There’s also a familiarity with the antagonists of any given heist. We love a good underdog, have since David and Goliath. But we live in a democracy where the person who wins the most votes isn’t always guaranteed to win. Where the biggest corporations are belching greenhouse gases into the air and endangering an entire planet. Where 1% of the population hoards 99% of the wealth. Every day I feel more increasingly impotent.


Heists are almost always a kind of Robin Hood story. Steal from the rich and give to the poor. The bad guys are the ones with the money, the jewels, the treasure. Heist content gives us permission to root for the little guy, and reminds us that it’s possible for the underdog to win if only we just have enough verve and nerve. It’s reassuring, really.


I don’t think I’m the only person for whom this is true. Bardugo’s Grishaverse series, of which Six of Crows is a part, was one of Netflix’s most-watched shows in 2021, at least in part because the creators rightly combined the author’s lesser first trilogy with the Crows duology. The Crows books reascended the NYT charts, and as it did so, Grace D. Li’s heist debut, Portrait of a Thief, was backordered from book suppliers across the Internet. And back in the streaming realm, Lupin was also one of Netflix’s biggest pandemic hits, a series that revolves around an initial failed heist and the grudge that lies beneath it.


A photo of Daniel Craig scolding Channing Tatum and Adam Driver should be enough to sell you on "Logan Lucky."

We’re two years into this pandemic. Things are getting better, of course; we have a vaccine, we have treatments. I see far fewer people wearing masks.
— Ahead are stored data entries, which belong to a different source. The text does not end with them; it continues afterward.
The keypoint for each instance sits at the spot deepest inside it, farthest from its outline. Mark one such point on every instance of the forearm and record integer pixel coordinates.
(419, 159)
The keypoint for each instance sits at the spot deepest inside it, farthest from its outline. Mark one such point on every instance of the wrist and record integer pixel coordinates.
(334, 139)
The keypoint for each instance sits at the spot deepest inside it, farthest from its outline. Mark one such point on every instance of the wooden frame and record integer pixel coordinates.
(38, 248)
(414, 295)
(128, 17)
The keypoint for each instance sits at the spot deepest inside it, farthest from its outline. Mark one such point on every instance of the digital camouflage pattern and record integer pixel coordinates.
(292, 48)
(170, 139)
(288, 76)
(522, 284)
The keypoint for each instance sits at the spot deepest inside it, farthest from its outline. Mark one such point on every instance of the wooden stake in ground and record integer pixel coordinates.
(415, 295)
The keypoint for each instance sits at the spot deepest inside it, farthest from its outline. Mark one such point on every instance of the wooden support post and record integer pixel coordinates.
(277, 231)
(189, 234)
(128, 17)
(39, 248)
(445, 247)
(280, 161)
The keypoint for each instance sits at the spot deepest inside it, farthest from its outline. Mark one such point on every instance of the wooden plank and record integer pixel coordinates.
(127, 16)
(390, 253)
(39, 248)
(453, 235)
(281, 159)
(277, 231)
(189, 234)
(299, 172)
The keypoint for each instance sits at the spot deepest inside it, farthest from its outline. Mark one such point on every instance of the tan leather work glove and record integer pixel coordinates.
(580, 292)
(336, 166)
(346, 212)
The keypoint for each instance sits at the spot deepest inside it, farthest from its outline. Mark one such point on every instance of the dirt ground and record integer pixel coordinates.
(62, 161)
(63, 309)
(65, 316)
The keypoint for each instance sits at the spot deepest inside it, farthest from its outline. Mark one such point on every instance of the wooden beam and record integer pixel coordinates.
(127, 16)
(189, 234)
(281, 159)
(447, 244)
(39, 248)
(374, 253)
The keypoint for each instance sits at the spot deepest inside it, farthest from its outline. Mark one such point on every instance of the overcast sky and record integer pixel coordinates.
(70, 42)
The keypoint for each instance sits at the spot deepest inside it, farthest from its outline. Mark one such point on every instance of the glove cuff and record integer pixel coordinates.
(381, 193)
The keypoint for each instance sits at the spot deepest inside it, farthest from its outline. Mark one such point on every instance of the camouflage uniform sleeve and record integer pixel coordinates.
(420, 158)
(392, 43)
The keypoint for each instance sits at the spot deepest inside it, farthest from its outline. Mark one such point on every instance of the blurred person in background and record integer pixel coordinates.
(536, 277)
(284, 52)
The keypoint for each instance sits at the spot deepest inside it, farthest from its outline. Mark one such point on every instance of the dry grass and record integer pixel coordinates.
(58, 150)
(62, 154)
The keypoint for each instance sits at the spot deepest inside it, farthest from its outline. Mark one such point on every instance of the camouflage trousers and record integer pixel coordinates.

But the numbers still fluctuate, and new variants continue to mutate, and deaths have not halted.


Perhaps, through these 28 months of paranoia and novelty, through a pandemic and an insurrection and two whole Taylor Swift albums, we have grown tired of the roller coaster of newness and news. And in times of hardship, we crave the familiar.


That’s why the glorious affability of Ted Lasso captured so many hearts, why we scarfed Bridgerton’s sexy fake-dating formula, why the Twilight re-telling Midnight Sun sold a million copies in its first week despite being a story we all already know. Hell, maybe it’s even why we elected Joe “watch me fist-bump Barack Obama” Biden. When uncertainty reigns, it’s only natural that we revert to known entities, to the things we already know we trust.


It’s why the ice cream shop always has extra cookies and cream ready to go. There is comfort in the familiar.

It’s why I’ve turned to these movies and novels, why Gigi has dog-eared a library’s worth of cookbooks.


We may not know what tomorrow will bring, what the next variant is or what the state of our union will be after November. We may feel stuck in a labyrinth of pain and suffering and record heat waves. But at least we can feel safe in knowing that Danny Ocean will drive away in a convertible with the top down. At least we can have someone on TikTok hold our hand through tempering chocolate for our latest ganache, and, if only for a few hours, that can be enough.